Their tool is actually 2 tools: one is an interface to administer the card sort electronically, the other does the cluster analysis. Ditch the first, but use the second - you get these great relationship trees that can show you some interesting results.
If you're going for extra credit, you can do what we did at Intuit at build a flash-based front-end (to replace tool #1) so that it can be administered over the internet. Add a page of instructions and an example and you've got a tool you can use with 100 participants, not just 5-10. However, I'd do both remote and one-on-one testing - there's a lot of value in hearing their reasoning while they're categorizing (or listen to them over the phone while they do it remotely).

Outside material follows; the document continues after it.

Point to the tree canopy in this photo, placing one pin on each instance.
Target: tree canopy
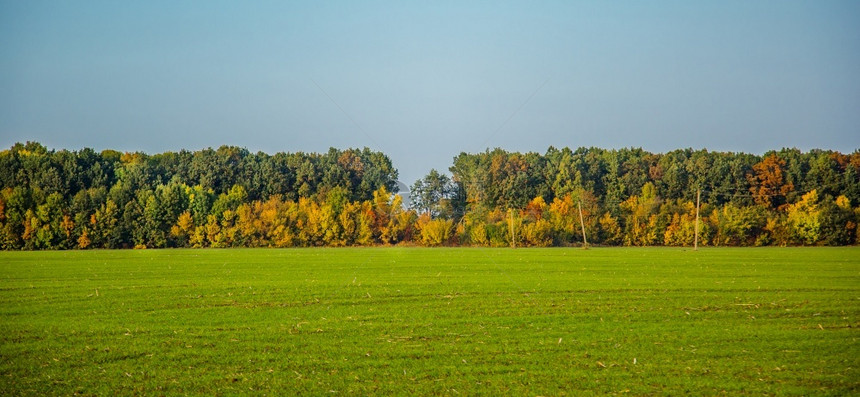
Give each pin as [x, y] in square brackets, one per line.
[228, 197]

Also, this is a no-brainer, but make sure you pilot the card sort. It's easy to taint your results on the cluster analysis if you've got a couple of poorly worded cards.
Posted by Chad Thornton @ 10/01/2001 07:59 AM PST [link to this comment]
This is about faceted classification rather than card-sorting... today the Whitney launched a visualization I created to show the history of internet art:
It uses a classification system where the facets are themes and technologies. I'd be interested in opinions on the piece... one of the implications of faceted classifications for information maps is that the same object can appear simultaneously at different locations. It's unclear to me whether this is a good or bad thing, but it's definitely different from traditional map behavior!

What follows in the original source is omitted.